Sealcoating additives have proven to be a real asset since the very inception of sealcoating. At the very onset, both governmental (e.g., FAA specifications) and commercial entities have determined that sealcoating additives boost the overall performance of sealcoating and have a marked effect on their overall durability of the paved surface.
“Additives are real assets for enabling the contractor to offer performance benefits at incremental cost increase to their customers, especially the ones who recognize the benefits for added cost,” Dubey said.

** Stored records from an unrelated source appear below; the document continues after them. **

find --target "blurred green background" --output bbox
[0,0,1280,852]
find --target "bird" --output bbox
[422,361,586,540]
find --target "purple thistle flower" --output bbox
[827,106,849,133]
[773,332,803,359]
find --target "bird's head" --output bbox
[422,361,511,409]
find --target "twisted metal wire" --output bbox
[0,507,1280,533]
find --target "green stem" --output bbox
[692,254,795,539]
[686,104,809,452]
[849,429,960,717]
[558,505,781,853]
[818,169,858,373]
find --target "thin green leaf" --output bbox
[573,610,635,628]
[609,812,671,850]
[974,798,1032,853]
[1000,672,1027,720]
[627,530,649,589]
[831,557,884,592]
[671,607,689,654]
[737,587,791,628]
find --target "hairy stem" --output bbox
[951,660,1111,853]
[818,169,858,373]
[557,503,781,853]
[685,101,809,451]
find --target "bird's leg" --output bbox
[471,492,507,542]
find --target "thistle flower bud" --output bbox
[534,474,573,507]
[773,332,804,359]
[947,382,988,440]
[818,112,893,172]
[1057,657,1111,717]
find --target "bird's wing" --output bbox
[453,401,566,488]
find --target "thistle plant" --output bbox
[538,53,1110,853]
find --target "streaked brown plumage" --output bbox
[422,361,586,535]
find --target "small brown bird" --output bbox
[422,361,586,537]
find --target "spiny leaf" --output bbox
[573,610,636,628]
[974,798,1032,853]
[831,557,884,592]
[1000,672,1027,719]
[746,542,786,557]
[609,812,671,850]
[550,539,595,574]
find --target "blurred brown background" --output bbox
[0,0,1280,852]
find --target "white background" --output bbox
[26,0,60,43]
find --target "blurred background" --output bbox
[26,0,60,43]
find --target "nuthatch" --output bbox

For some, the successful effectiveness of sealcoat additives can actually be a deficit as Zeke Adams, operations manager at STAR, Inc. explained: “Some contractors might see using sealcoating additives as a negative due to the increased product longevity and toughness decreasing the frequency in which they can sealcoat a property. But in our experience, using additives will put you a step ahead of the competition in terms of performance and will help lock in return business for continued success long term.”
The benefits of sealcoating need to be sold to the customer.
“The customer has to be assured that by spending more for a sealcoating job, with additives, will give them better overall durability, e.g., instead of sealcoating every 2-3 years they will be sealcoating every 4-5 years,” stated Dubey. “Another good selling point, especially to commercial property owner, is that the property can be opened sooner for business.”
Additives may not be the panacea for all the ills found with an asphalt paved surface, especially if over diluted or the sealer is improperly applied.
“Although not considered additives, primers are another great offering for contractors as it adds substantial benefits to jobs that are plagued with problem areas such as rust and oil spots,” Adams said. “Sealcoating alone will not clear up these issues as they will eventually bleed through, but by adding a primer to act as a barrier you’ll have a much greater success at keeping rust and oil spots at bay.”
Yet, with all considered, adding additives to pavement sealcoating can be the magic solution in many instances. They can provide the benefits of fast drying and curing, thickening for uniform sand suspension, rubberizing for improved flexibility and durability, and improved resistance to chemicals, such as de-icing salts used in winter climates.